Il y a de ces mots, qui, sans vraiment y porter attention, nous utilisons constamment, et cela à toutes les sauces possibles, quels que soient nos sentiments. Ce mot est POSSIBLE. « Ce n’est pas possible ?… Cela n’est pas français », a dit Napoléon Bonaparte, phrase qui devint plus tard, l’impossible n’est pas français.

L’origine du mot est latine, soit possi-bilis voulant dire « qui est » (-blis) et « pouvoir » (possi-) donc, qui est dans notre pouvoir. Une possibilité est, par conséquent, un ensemble qui peut devenir. Rien n’est facile, mais tout est possible. Le possible, bien que considéré comme une espèce de prédiction, est dans le domaine du réel. On ne peut qu’imaginer le possible seulement si celui-ci est faisable, palpable ou envisageable. C’est une cible flexible qui doit être tangible, accessible et susceptible d’être visible et disponible. Il est alors admissible et même compréhensible que le tout puisse devenir réel et perceptible avec les efforts indéfectibles véhiculés par l’individu.

Ce qui est vraiment intéressant, c’est que le possible permet aussi le rêve, plausiblement prêt à être réalisé. Il va de soi que l’individu, en pensant au possible, soit capable de se placer de façon convenable dans une situation favorable et défendable pour qu’il soit concevable, actualisable, acceptable et même probable que son objectif soit atteignable et réalisable. « Ce qui est possible mérite d’avoir sa chance », a dit Albert Camus. Il est agréable de constater que le possible est ouvert à des éventualités considérables et inestimables. Finalement, le possible entraîne une notion d’encouragement, car on peut faire son possible… dans la mesure du possible. Il pousse l’individu à prendre des actions concevables et des décisions adaptables et valables en vue de réaliser ce qu’il recherche.

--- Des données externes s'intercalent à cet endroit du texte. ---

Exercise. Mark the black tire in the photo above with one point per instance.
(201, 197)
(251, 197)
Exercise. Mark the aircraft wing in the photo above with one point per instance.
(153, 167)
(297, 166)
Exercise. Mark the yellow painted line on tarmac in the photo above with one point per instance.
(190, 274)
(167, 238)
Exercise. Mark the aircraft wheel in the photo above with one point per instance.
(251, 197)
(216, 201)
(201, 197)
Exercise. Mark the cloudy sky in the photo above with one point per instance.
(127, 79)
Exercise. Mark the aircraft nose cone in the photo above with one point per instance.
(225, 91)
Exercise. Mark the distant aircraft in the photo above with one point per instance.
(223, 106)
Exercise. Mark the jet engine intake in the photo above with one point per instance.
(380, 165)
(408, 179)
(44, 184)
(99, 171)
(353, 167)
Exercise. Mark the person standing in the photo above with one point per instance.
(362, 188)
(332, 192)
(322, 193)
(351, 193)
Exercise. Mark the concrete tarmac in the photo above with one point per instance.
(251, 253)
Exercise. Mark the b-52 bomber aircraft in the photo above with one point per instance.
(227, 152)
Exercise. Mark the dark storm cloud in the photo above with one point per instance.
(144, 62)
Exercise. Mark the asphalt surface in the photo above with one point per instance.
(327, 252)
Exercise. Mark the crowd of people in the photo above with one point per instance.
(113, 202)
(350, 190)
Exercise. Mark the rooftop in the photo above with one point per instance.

Dans le même ordre d’idées, aurions-nous pu imaginer des objets, des processus ou des situations qui existent maintenant, mais qui n’étaient que des possibilités, il y a de cela trente ans ? On peut donc affirmer que l’impossible d’aujourd’hui pourrait devenir le possible de demain. Des exemples me viennent rapidement en tête, qui demeuraient dans le domaine du possible, mais ne pouvaient que se concrétiser avant plusieurs années. Des visionnaires, des créateurs et des inventeurs ont su convertir le possible au-delà du rêve. Je me réfère ici aux téléphones intelligents, aux drones, aux imprimantes 3D, aux téléviseurs aux écrans plats comme une crêpe (qui ont remplacé les écrans cathodiques, lampes, fusibles, transistors et antennes râteau, le tout casé dans un téléviseur super gros et lourd), à l’endoscopie capsulaire (caméra installée dans une capsule ou gélule pour permettre de voir l’intérieur du corps), au GPS (Global Positioning System ou, en français, Système de Géolocalisation Mondiale) qui nous permet de nous retrouver dans ce vaste monde. Comment est-ce possible ?

« Pour ce qui est de l’avenir, il ne s’agit pas de le prévoir, mais de le rendre possible », a bien énoncé Antoine de Saint-Exupéry. Oui, le printemps est possible puisqu’il est à notre porte.